Escuché y al final las voces se hicieron más claras. «Mire aquí», decían, «mire aquí».
La niebla de la oscuridad se había desplegado ante mí bajo mis pies, crecía a mi alrededor y se elevaba. Durante un rato no pude moverme ni hablar, ni siquiera formular pensamientos. En mi interior, todo se estaba volviendo oscuro. Me estaba controlando y aquellas voces me decían «mire aquí, mire aquí», y empecé a mirar. Pero estaba soportando algo que nunca podría soportar, que no estaba preparado para soportar. La oscuridad que se agitaba dentro de mí no podía llegar a su fin, no podía quedarme en aquel lugar ni mirar donde las voces me habían ordenado.
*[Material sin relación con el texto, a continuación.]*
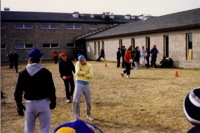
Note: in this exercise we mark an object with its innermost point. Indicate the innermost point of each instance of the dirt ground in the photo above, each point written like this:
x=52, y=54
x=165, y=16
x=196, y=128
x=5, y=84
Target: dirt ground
x=151, y=101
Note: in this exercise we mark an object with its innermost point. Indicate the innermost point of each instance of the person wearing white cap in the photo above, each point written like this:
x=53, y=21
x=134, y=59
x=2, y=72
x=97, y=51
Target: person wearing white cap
x=191, y=109
x=35, y=84
x=83, y=74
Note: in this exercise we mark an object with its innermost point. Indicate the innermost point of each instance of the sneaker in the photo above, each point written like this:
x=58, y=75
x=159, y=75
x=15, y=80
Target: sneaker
x=90, y=118
x=68, y=101
x=122, y=74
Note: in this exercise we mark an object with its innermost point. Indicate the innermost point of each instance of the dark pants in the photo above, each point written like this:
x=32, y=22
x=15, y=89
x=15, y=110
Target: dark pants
x=128, y=68
x=16, y=66
x=153, y=61
x=11, y=64
x=69, y=92
x=123, y=62
x=118, y=62
x=55, y=60
x=147, y=58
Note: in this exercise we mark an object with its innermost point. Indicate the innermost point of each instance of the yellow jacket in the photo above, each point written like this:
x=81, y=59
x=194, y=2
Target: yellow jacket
x=83, y=72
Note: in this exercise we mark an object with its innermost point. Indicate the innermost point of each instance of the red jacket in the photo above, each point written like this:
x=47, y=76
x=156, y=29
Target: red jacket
x=127, y=56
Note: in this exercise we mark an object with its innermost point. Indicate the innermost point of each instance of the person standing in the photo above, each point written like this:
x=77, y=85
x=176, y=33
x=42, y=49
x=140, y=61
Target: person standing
x=118, y=57
x=147, y=57
x=83, y=74
x=102, y=55
x=36, y=85
x=123, y=50
x=143, y=56
x=10, y=56
x=55, y=57
x=128, y=62
x=15, y=60
x=66, y=69
x=154, y=52
x=136, y=58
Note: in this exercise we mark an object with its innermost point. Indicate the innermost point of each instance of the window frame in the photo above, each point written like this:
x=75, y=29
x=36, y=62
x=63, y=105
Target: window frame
x=50, y=45
x=73, y=26
x=24, y=46
x=49, y=26
x=23, y=26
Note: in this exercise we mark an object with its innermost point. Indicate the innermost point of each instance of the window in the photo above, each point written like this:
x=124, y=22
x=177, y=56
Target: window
x=50, y=45
x=74, y=26
x=166, y=45
x=3, y=26
x=23, y=46
x=189, y=54
x=93, y=27
x=3, y=46
x=49, y=26
x=23, y=26
x=74, y=45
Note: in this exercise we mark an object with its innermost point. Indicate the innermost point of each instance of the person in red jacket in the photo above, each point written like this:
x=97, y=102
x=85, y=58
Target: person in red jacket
x=66, y=69
x=128, y=61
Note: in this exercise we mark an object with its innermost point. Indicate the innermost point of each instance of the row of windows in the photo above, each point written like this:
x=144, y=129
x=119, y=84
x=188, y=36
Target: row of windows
x=49, y=26
x=45, y=45
x=166, y=44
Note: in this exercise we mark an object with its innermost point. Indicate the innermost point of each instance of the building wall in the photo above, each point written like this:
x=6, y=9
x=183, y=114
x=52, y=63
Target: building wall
x=177, y=47
x=37, y=36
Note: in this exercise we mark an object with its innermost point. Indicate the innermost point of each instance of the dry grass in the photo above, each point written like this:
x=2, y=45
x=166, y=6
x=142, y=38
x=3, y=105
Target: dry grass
x=149, y=102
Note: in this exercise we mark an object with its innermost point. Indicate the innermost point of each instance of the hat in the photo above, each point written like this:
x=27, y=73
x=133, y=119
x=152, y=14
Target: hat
x=78, y=126
x=81, y=57
x=63, y=53
x=191, y=107
x=35, y=53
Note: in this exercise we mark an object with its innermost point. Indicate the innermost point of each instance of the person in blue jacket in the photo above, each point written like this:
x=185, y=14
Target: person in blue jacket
x=66, y=69
x=36, y=85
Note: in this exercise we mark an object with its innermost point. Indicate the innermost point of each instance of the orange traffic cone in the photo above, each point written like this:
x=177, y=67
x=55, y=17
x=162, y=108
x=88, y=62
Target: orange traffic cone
x=106, y=65
x=176, y=74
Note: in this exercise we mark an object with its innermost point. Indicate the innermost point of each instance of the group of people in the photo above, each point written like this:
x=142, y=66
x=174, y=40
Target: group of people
x=131, y=57
x=13, y=60
x=138, y=54
x=35, y=84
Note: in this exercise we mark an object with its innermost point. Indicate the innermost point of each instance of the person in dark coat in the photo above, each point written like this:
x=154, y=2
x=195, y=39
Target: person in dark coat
x=102, y=55
x=66, y=69
x=55, y=57
x=15, y=60
x=35, y=84
x=118, y=57
x=10, y=56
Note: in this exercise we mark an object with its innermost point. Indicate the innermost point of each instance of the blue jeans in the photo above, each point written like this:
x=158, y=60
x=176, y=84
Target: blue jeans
x=79, y=90
x=40, y=109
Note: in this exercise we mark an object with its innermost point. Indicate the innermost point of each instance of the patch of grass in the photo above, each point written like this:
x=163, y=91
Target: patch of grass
x=150, y=101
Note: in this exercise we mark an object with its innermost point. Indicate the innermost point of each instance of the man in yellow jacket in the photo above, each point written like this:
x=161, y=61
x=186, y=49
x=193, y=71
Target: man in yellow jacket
x=83, y=73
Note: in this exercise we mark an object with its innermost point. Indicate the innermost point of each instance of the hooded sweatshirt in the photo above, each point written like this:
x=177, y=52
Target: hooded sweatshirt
x=35, y=83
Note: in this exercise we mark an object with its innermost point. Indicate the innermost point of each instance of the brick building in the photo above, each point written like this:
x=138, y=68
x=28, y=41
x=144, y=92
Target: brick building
x=176, y=35
x=22, y=31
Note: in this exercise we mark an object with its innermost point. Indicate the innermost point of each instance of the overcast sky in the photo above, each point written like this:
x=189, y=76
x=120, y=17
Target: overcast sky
x=118, y=7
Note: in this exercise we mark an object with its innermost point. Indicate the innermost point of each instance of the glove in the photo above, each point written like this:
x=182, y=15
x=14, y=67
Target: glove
x=20, y=109
x=52, y=105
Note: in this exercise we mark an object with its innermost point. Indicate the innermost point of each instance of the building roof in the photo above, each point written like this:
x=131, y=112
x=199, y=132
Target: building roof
x=16, y=16
x=176, y=21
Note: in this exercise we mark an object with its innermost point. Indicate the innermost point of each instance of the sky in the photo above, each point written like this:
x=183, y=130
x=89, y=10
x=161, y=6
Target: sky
x=118, y=7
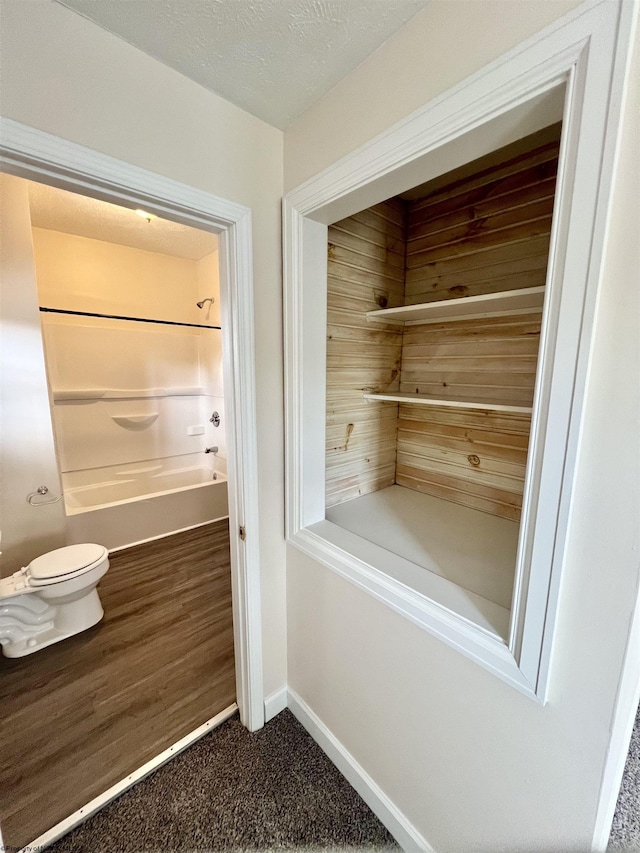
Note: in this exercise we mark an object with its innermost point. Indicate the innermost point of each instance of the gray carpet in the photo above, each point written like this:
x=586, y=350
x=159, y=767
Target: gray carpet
x=625, y=832
x=236, y=791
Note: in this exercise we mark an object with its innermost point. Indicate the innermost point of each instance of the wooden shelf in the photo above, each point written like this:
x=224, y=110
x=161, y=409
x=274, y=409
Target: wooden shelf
x=507, y=303
x=427, y=400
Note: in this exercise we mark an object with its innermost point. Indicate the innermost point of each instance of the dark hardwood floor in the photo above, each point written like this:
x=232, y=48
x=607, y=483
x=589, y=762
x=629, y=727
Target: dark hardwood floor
x=80, y=715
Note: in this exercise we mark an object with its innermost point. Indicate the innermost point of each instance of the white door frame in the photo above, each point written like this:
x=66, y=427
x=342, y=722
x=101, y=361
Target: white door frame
x=39, y=156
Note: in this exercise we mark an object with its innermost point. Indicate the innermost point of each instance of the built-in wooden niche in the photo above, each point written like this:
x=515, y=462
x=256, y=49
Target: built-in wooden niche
x=434, y=314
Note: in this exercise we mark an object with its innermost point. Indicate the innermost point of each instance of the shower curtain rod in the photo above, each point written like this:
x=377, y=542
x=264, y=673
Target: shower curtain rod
x=118, y=317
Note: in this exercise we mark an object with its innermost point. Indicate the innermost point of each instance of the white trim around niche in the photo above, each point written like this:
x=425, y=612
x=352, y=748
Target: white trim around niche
x=39, y=156
x=586, y=53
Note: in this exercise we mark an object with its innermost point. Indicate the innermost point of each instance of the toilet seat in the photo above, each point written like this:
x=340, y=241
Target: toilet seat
x=64, y=563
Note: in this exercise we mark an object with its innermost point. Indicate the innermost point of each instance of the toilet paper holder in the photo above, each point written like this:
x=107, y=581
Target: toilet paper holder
x=39, y=492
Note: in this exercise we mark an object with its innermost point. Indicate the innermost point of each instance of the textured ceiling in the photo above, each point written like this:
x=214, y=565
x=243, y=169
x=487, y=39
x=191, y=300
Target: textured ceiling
x=58, y=210
x=273, y=58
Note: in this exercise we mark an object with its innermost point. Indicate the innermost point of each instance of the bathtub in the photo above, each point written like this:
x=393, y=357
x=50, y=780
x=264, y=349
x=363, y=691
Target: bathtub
x=123, y=507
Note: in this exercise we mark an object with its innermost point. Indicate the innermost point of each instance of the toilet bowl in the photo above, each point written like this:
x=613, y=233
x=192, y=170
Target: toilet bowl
x=52, y=598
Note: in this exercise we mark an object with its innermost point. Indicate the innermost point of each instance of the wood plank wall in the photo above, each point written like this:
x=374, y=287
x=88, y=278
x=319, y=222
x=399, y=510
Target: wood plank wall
x=481, y=229
x=365, y=272
x=480, y=233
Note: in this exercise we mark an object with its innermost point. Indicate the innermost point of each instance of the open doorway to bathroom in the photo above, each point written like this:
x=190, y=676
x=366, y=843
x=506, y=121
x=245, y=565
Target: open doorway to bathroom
x=134, y=370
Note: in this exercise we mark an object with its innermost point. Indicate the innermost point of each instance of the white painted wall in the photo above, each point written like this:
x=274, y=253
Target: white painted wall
x=474, y=765
x=27, y=454
x=83, y=274
x=440, y=47
x=64, y=75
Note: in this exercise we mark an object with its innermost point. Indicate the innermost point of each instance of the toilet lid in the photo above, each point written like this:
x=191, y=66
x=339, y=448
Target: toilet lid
x=65, y=561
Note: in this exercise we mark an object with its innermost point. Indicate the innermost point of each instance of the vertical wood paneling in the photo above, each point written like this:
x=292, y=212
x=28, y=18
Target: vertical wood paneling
x=365, y=272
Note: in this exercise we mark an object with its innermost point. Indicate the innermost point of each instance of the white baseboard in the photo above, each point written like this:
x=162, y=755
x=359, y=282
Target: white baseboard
x=387, y=812
x=274, y=703
x=47, y=838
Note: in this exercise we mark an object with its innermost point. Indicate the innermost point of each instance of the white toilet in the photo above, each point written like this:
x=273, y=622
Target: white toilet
x=52, y=598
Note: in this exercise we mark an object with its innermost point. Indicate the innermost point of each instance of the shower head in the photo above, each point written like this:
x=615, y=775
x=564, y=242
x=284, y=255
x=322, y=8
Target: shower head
x=208, y=299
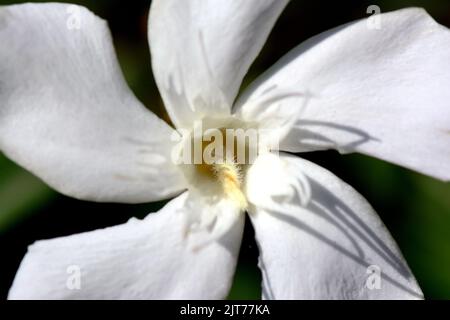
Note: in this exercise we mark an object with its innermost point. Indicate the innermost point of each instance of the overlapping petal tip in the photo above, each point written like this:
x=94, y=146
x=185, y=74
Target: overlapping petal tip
x=68, y=115
x=319, y=239
x=201, y=50
x=141, y=259
x=356, y=88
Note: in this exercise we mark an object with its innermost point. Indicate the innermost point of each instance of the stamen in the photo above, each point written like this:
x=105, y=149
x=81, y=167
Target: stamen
x=229, y=176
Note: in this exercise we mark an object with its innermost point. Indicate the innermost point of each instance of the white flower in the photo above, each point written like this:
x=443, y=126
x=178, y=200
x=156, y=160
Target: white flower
x=67, y=115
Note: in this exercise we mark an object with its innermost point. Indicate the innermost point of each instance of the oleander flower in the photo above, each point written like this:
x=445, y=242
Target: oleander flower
x=68, y=116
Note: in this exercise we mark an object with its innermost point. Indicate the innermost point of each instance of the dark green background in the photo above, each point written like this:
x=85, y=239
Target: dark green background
x=415, y=208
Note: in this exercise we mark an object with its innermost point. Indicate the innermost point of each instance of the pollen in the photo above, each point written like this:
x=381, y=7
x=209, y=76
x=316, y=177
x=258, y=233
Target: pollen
x=230, y=177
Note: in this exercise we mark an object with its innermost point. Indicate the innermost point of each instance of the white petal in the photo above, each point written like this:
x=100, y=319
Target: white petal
x=379, y=92
x=142, y=259
x=67, y=114
x=327, y=247
x=201, y=50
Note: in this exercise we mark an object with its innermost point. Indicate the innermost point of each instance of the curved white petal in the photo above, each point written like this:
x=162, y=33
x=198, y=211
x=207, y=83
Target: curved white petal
x=142, y=259
x=382, y=92
x=67, y=114
x=320, y=239
x=201, y=50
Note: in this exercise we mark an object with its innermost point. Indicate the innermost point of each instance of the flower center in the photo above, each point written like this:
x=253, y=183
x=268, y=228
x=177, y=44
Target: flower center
x=216, y=155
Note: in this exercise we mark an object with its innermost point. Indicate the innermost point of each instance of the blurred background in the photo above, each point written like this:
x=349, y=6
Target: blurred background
x=415, y=208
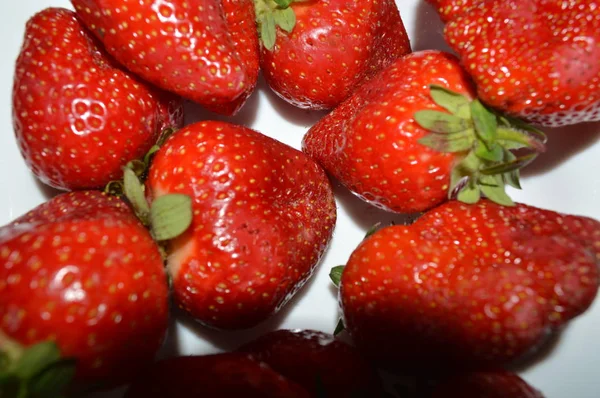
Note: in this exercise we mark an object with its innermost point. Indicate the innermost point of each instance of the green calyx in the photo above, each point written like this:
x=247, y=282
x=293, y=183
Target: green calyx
x=271, y=14
x=34, y=372
x=485, y=139
x=168, y=216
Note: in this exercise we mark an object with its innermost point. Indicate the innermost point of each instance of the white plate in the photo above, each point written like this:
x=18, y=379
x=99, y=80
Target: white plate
x=564, y=179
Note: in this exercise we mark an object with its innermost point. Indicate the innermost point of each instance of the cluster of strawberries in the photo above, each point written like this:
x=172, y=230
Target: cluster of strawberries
x=241, y=220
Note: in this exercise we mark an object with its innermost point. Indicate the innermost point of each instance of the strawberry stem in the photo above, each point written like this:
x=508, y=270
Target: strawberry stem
x=271, y=14
x=483, y=140
x=512, y=135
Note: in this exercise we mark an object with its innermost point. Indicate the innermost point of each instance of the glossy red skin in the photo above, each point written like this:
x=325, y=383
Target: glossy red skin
x=469, y=286
x=219, y=375
x=334, y=46
x=495, y=384
x=308, y=357
x=82, y=271
x=544, y=68
x=78, y=117
x=370, y=142
x=204, y=50
x=264, y=215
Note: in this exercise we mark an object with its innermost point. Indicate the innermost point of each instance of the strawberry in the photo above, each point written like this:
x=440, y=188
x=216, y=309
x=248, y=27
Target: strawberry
x=321, y=50
x=492, y=384
x=415, y=135
x=316, y=361
x=82, y=273
x=469, y=286
x=534, y=59
x=217, y=375
x=263, y=216
x=203, y=50
x=79, y=117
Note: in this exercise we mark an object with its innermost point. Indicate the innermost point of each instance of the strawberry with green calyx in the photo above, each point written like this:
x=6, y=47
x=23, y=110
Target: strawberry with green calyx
x=533, y=59
x=315, y=53
x=79, y=271
x=415, y=135
x=485, y=139
x=263, y=216
x=271, y=14
x=335, y=274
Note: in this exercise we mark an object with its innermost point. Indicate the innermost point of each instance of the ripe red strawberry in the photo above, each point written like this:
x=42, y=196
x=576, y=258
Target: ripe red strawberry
x=534, y=59
x=471, y=286
x=203, y=50
x=263, y=216
x=79, y=117
x=408, y=138
x=494, y=384
x=323, y=49
x=219, y=375
x=317, y=361
x=81, y=271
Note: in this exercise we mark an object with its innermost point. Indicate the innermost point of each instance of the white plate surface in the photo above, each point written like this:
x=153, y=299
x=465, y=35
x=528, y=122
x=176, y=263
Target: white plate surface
x=565, y=179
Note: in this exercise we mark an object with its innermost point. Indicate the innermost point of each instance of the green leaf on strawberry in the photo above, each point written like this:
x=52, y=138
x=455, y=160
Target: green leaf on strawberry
x=37, y=371
x=485, y=138
x=170, y=216
x=336, y=274
x=271, y=14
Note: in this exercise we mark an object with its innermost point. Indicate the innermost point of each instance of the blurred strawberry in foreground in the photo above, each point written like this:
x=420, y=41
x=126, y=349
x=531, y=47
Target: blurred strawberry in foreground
x=204, y=50
x=82, y=272
x=263, y=216
x=534, y=59
x=469, y=286
x=318, y=362
x=493, y=384
x=315, y=53
x=219, y=375
x=415, y=135
x=78, y=116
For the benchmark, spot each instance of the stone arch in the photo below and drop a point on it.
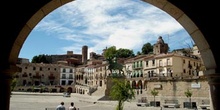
(164, 5)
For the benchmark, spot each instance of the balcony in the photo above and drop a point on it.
(37, 77)
(51, 77)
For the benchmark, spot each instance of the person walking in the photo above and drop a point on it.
(72, 107)
(61, 106)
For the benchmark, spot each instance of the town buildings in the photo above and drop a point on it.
(164, 71)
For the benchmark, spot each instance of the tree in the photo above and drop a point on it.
(110, 52)
(124, 53)
(188, 94)
(154, 93)
(121, 91)
(147, 48)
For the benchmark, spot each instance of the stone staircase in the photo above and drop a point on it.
(99, 92)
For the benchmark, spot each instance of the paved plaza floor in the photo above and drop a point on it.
(41, 101)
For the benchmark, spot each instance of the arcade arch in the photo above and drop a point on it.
(164, 5)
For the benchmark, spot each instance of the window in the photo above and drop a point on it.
(146, 63)
(153, 62)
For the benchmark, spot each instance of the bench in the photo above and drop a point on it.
(205, 104)
(171, 104)
(55, 108)
(143, 102)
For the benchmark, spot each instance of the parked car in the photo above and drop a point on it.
(66, 94)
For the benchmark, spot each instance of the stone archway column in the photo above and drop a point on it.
(5, 84)
(214, 83)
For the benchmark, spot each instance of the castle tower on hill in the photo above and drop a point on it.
(84, 54)
(160, 47)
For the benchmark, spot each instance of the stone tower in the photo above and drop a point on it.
(160, 47)
(84, 54)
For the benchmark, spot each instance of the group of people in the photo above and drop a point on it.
(62, 107)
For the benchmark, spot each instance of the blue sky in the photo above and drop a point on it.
(103, 23)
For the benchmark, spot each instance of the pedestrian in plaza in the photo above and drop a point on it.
(72, 107)
(61, 106)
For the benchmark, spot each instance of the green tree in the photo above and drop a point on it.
(121, 91)
(188, 94)
(138, 53)
(124, 53)
(110, 52)
(154, 93)
(147, 48)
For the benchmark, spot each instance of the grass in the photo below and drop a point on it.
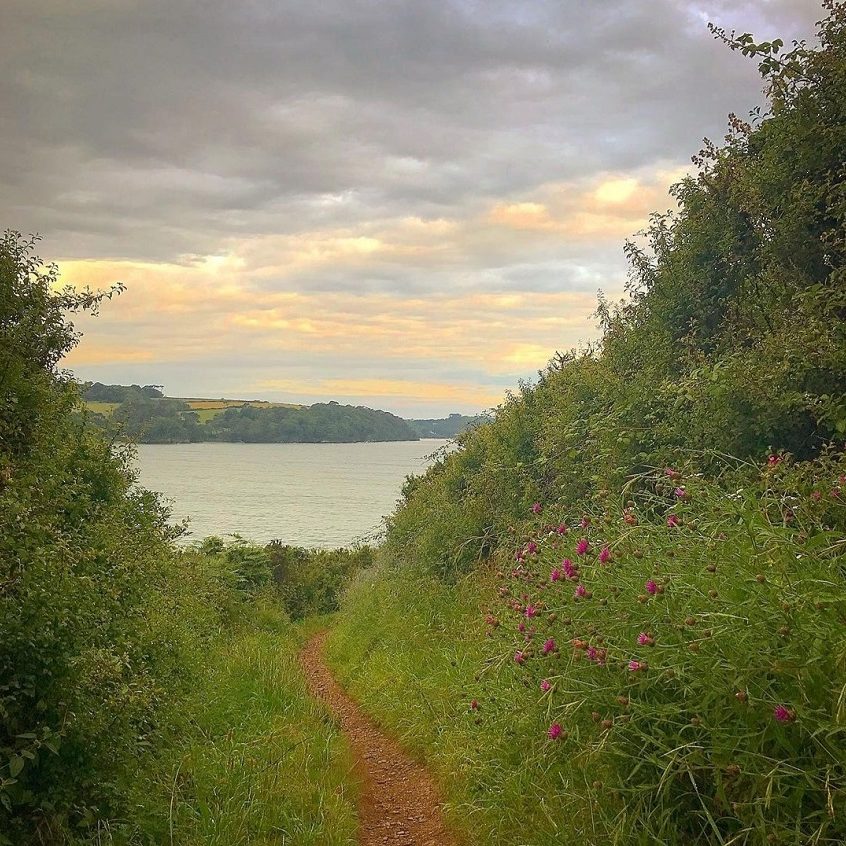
(105, 408)
(259, 761)
(730, 728)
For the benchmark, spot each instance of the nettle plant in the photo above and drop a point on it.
(683, 645)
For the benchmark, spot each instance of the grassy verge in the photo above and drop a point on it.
(258, 761)
(679, 678)
(408, 650)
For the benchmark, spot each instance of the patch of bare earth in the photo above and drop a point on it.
(399, 804)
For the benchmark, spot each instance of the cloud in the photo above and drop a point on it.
(292, 164)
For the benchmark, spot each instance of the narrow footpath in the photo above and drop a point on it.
(399, 804)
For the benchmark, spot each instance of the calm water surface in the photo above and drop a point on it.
(312, 495)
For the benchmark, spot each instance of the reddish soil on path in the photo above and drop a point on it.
(399, 804)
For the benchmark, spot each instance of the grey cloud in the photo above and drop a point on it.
(155, 129)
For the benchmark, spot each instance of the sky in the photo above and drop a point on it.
(406, 204)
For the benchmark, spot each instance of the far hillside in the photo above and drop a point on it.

Entonces la oscuridad dejó de estar en mi interior y ya no estuve dentro de la escuela, sino fuera, casi como si me hubiera despertado allí de repente. Sin mirar atrás, volví sobre mis pasos a través del recinto de la escuela y me olvidé del atajo que había querido tomar aquella noche. Pasé por delante de aquellos estudiantes que estaban alrededor de la hoguera que ardía en el viejo bidón de metal. Estaban alimentando las brillantes llamas con las hojas de sus cuadernos, páginas garabateadas hasta la negrura con todos aquellos diagramas y signos extraños. Uno de los del grupo me llamó.
—¿Ha visto al portugués? —gritó uno sobre el ruido de la fogata y el viento.
—¿Sabe si hay deberes? —gritó otra voz, y luego oí cómo se reían entre ellos mientras volvía a las calles que había dejado al entrar en el recinto de la escuela.
Me moví con tanta prisa que el botón suelto de mi abrigo se acabó cayendo antes de que llegara a la calle, fuera del colegio.
Mientras caminaba bajo las farolas, cerré la parte delantera de mi abrigo con las manos y traté de mantener la mirada sobre la acera que tenía ante mí. Pero podía haber oído una voz que me pidiera «mire aquí», porque de hecho miré, aunque tan solo fuera un instante. Luego alcé la vista hacia el cielo y vi que no estaba nublado y que la luna llena brillaba en el oscuro estanque del espacio. Relucía brillante y borrosa, como si estuviera cubierta por un moho luminoso que flotara como una lámpara en las grandes alcantarillas de la noche.